Azure Databricks Disaster Recovery Automation for a Cloud Data Platform
Client: Enterprise Data Engineering Team (Cloud Gravity Solutions initiative) Stack: Azure Databricks, Terraform, Azure DevOps Deliverable: Reusable infrastructure-as-code module for cross-workspace DR replication
Marko Skendo & Ditmir Spahiu
4/16/20241 min read


The Challenge
The client ran a production Azure Databricks workspace with hundreds of jobs, notebooks, clusters, SQL warehouses, and instance pools — all built up organically over time. They had no disaster recovery strategy.
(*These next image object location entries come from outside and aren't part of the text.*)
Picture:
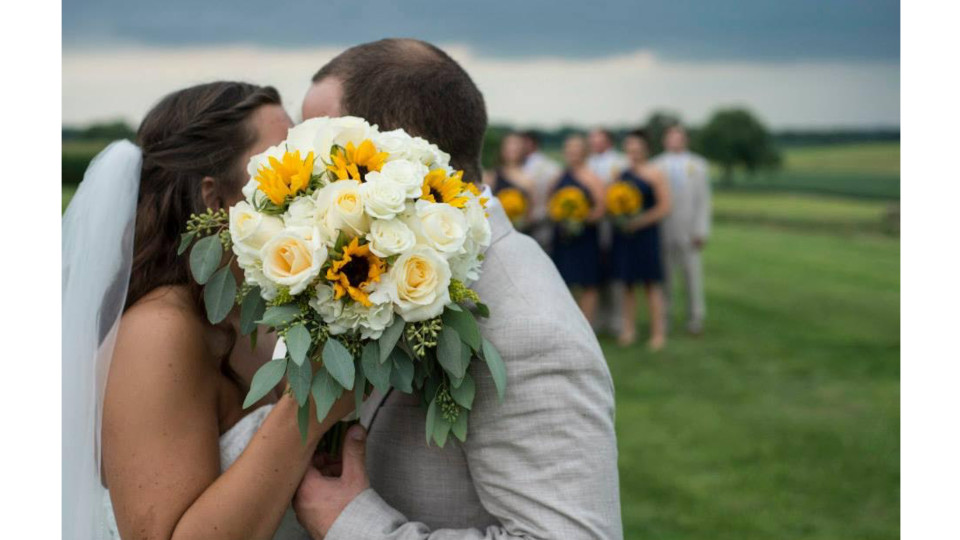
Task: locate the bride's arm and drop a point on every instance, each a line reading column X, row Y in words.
column 161, row 439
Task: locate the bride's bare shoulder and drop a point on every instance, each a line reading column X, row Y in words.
column 162, row 330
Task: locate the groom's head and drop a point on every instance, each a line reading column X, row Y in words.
column 409, row 84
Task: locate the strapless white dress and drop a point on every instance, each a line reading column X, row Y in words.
column 232, row 444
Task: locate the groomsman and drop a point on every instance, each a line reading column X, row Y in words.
column 686, row 228
column 606, row 162
column 544, row 172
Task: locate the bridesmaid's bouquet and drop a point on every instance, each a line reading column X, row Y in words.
column 569, row 208
column 514, row 204
column 624, row 202
column 357, row 247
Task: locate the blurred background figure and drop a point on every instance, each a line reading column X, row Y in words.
column 606, row 162
column 635, row 256
column 576, row 253
column 510, row 183
column 686, row 228
column 543, row 171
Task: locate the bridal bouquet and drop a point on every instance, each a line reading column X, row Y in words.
column 624, row 202
column 357, row 247
column 514, row 204
column 569, row 208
A regional outage or workspace corruption would mean days of manual reconstruction and significant data engineering downtime.
The core problem: Databricks workspaces contain complex, interdependent resources (jobs referencing specific cluster IDs, notebooks nested in directory trees, instance pools with workspace-specific identifiers) that can't be simply copy-pasted between environments.
The Solution
We designed and built a Terraform module that automatically replicates an entire Databricks workspace to a secondary Azure region, acting as a live DR target.
Key engineering challenges solved:
Dual-provider pattern — A single terraform apply reads from the primary workspace and writes to the DR workspace simultaneously, using Terraform provider aliases (databricks.primary_site / databricks.dr_site)
ID translation layer — Instance pool IDs are workspace-specific; we built a local mapping table that transparently remaps resource references between environments, preventing broken dependencies
Dependency-aware replication — Directories are created before notebooks, notebooks before jobs, pools before clusters — Terraform's dependency graph handles ordering automatically with no manual sequencing
15+ task type support — Spark JAR, Python, Notebook, SQL, DBT, Pipeline, and more — all replicated with full schedule, notification, and Git integration configs preserved
Resilient configuration — Extensive use of Terraform's try() and can() functions handles optional fields gracefully, so the module works across workspaces with different feature sets
The Result
~0 manual effort to stand up a DR workspace — a single pipeline run replicates the full environment
RTO dramatically reduced from days of manual work to under an hour
The module is fully parameterized and reusable across other client workspaces with no code changes
Integrated with Azure DevOps pipelines for automated, scheduled sync of DR state
"Before this, a Databricks outage meant hours of archaeology through the UI. Now we run one pipeline and the DR site is current."